To determine whether socioeconomic status (SES) influences clinical outcomes and quality of life after percutaneous coronary intervention (PCI).
Prospective observational study.
Two interventional cardiac centres.
1346 consecutive patients undergoing PCI over a 12‐month period.
Self reported health‐related quality of life (HRQoL; EuroQol‐5 Dimensions (EQ‐5D); EuroQol Visual Analogue Scale (EQ‐VAS)), repeat angiography, revascularisation, hospital admission, myocardial infarction and death within 12 months, by SES derived using postal address code.

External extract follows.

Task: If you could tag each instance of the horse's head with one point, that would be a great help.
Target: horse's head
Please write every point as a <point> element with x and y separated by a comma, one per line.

No significant differences were found between patients with high and low SES in the occurrence of repeat angiography (p = 0.55), repeat revascularisation (PCI, p = 0.81, CAEG, p = 0.27), total cardiac hospitalisation (p = 0.10), myocardial infarction (p = 0.97) or death 12 months after PCI (p = 0.88). Non‐procedure‐related readmissions were higher in patients with low SES (18.6% v 13.7%; p = 0.025). After adjustment for confounding factors, patients with low SES had lower HRQoL scores at baseline (95% CI for difference 0.01 to 0.14; p = 0.003) and at 12 months (95% CI 0.07 to 0.17; p<0.001) compared with those with high SES.
Clinical outcomes were similar for patients in different SES groups. Patients with low SES had considerably more non‐procedure‐related readmissions and lower quality‐of‐life scores. Future studies on HRQoL after coronary revascularisation should take account of these important differences related to SES.